On his first day volunteering with the New South Wales Army Cadets in the 2000s, Blair was asked to keep an eye on one of his seniors, Greg Macleay, particularly if he was around children. When Blair asked why, he was told by Captain Julie Day that there’d been written complaints about Macleay inappropriately touching children and taking photographs of underage girls.

Blair was amazed that no action had been taken against Macleay in spite of there being at least seven complaints. Day said that she’d been reporting Macleay to her superiors for two years but they always replied that nothing could be done because the complaints were ‘their word versus his word’.

After ringing a child protection line, Blair went back to Day with information on how to take the matter further.

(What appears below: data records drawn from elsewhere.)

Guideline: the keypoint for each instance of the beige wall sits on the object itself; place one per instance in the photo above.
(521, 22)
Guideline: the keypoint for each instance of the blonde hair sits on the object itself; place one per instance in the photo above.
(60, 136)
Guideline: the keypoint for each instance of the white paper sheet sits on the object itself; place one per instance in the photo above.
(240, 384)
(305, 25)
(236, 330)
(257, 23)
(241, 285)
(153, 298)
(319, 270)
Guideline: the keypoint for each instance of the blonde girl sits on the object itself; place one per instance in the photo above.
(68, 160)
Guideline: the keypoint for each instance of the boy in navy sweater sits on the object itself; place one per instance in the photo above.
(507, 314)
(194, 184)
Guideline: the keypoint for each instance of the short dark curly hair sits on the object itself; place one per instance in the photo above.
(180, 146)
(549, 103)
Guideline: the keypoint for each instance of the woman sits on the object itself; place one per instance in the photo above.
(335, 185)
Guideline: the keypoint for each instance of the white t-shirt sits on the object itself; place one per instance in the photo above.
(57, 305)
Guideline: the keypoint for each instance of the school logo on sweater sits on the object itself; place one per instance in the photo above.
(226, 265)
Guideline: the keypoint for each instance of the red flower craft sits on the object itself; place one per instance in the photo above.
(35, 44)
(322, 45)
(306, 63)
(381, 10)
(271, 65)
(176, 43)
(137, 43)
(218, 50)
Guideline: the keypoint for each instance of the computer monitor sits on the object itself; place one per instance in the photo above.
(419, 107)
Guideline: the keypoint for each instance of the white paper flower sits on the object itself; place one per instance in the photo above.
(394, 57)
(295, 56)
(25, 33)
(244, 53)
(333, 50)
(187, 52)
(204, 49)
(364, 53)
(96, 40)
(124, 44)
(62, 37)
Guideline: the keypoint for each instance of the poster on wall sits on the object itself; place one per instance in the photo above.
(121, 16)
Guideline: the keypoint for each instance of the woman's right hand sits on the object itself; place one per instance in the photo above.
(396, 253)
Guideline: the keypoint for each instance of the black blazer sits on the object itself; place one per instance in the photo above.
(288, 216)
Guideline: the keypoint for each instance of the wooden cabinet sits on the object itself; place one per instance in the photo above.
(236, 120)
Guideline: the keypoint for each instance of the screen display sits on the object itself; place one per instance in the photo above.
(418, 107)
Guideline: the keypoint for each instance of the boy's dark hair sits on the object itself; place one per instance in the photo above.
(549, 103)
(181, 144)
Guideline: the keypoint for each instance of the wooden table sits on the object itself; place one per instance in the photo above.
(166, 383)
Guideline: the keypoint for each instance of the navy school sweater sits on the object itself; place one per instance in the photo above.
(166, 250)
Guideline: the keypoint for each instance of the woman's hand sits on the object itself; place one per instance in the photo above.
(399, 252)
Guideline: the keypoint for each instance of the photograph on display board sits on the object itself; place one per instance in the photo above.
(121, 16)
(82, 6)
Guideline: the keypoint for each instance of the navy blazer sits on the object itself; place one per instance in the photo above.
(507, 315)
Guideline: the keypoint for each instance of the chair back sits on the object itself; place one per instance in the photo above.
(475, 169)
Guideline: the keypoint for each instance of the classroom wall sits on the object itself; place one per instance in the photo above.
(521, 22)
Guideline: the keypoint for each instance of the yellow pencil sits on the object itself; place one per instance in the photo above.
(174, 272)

Together with a colleague, Day then made a report to child protective services and was told it would be passed on to police.

Over following weeks Blair became increasingly concerned that action still hadn’t been taken and that Macleay continued to have close contact with cadets whose ages ranged from 12 to 20. Blair rang child protective services again and was told investigations were in train.

More weeks passed and with no apparent progress being made, Blair went to the local police station and made his own report about Macleay. ‘That same day I had between six and 10 phone calls from different police all over Sydney saying the same thing: “I have been given this job, I’m taking care of it. Tell me what’s happened”.’

Eventually one police officer was assigned the case and began investigating. Macleay was stood down from the unit. Blair was astonished that in the interim Macleay had been promoted in rank, a process overseen by the superiors to whom the offences were first reported.

In addition to speaking with NSW Police, Blair came into contact with staff from other community and child-focused organisations of which Macleay had previously been a member. It transpired that he’d been suspended or sacked from at least five agencies for offences ranging from fraud to theft to child grooming. He’d been convicted on several matters and was on bail from charges arising in another state.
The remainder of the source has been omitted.